Yabancılık unsuru taşıyan özel hukuka ilişkin işlem ve ilişkilerde uygulanacak hukuk, Türk mahkemelerinin milletlerarası yetkisi, yabancı kararların tanınması ve tenfizi 5718 sayılı Milletlerarası Özel Hukuk ve Usul Hukuku Hakkında Kanun ile düzenlenmiştir.
Bu Kanunun ''Tenfiz kararı'' başlıklı 50. maddesinin 1. fıkrasında, ''Yabancı mahkemelerden hukuk davalarına ilişkin olarak verilmiş ve o devlet kanunlarına göre kesinleşmiş bulunan ilâmların Türkiye'de icra olunabilmesi yetkili Türk mahkemesi tarafından tenfiz kararı verilmesine bağlıdır.'' kuralı yer almış, .''Görev ve yetki'' başlıklı 51. maddesinin 1. fıkrasında ise, tenfiz kararları hakkında görevli mahkemenin asliye mahkemesi olduğu kurala bağlanmıştır.
… Mahkemesince; davacının Kuzey Kıbrıs Türk Cumhuriyetinde faaliyet gösteren davalı bankada açtırmış olduğu vadeli Türk Lirası mevduat hesabında bulunan 35.292.96 TL tutarındaki alacağının 6.7.2003 tarihinden ödeme tarihine kadar yıllık %45 oranında işleyecek faiziyle birlikte davacıya ödenmesine karar verilmiş, bu kararla ilgili olarak tenfiz kararı verilmesi istemiyle idare mahkemesinde tenfiz davası açılmıştır.
Bu durumda, 5718 sayılı Milletlerarası Özel Hukuk ve Usul Hukuku Hakkında Kanunun yukarıda aktarılan hükümlerine göre, yabancı mahkemelerce hukuk davaları ile ilgili olarak verilen kararlarla ilgili olarak tenfiz kararı vermekle görevli ve yetkili mahkemenin asliye mahkemesi olduğu hususunda bir duraksama bulunmamaktadır.
İdare Mahkemesince; tenfiz kararı verilmesi istemiyle açılan davanın asliye hukuk mahkemesinin görevinde olduğu hususu gözetilmeden yukarıda özetlenen gerekçeyle davanın incelenmeksizin reddi yolunda verilen kararda usul hükümlerine uyarlık görülmemektedir.

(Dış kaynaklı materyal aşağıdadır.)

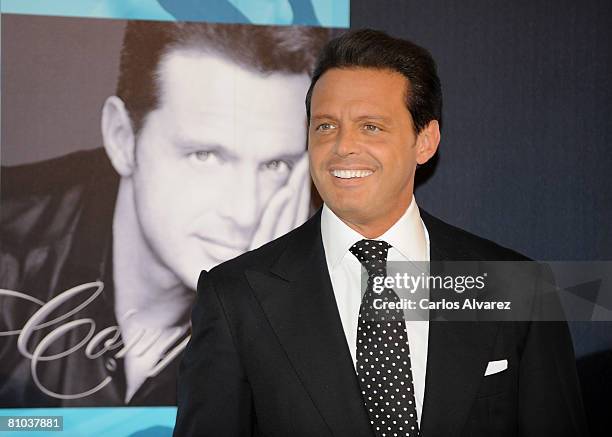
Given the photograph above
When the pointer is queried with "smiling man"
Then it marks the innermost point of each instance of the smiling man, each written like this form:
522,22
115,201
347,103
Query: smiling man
284,336
204,158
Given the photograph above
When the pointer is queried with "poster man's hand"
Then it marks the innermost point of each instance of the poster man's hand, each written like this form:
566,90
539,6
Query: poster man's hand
288,208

Açıklanan nedenlerle, davacının temyiz isteminin kabulü ile … İdare Mahkemesinin … tarih ve E:…, K:… sayılı kararının BOZULMASINA, yeniden bir karar verilmek üzere dava dosyasının adı geçen mahkemeye gönderilmesine 1.7.2011 tarihinde oybirliği ile karar verildi.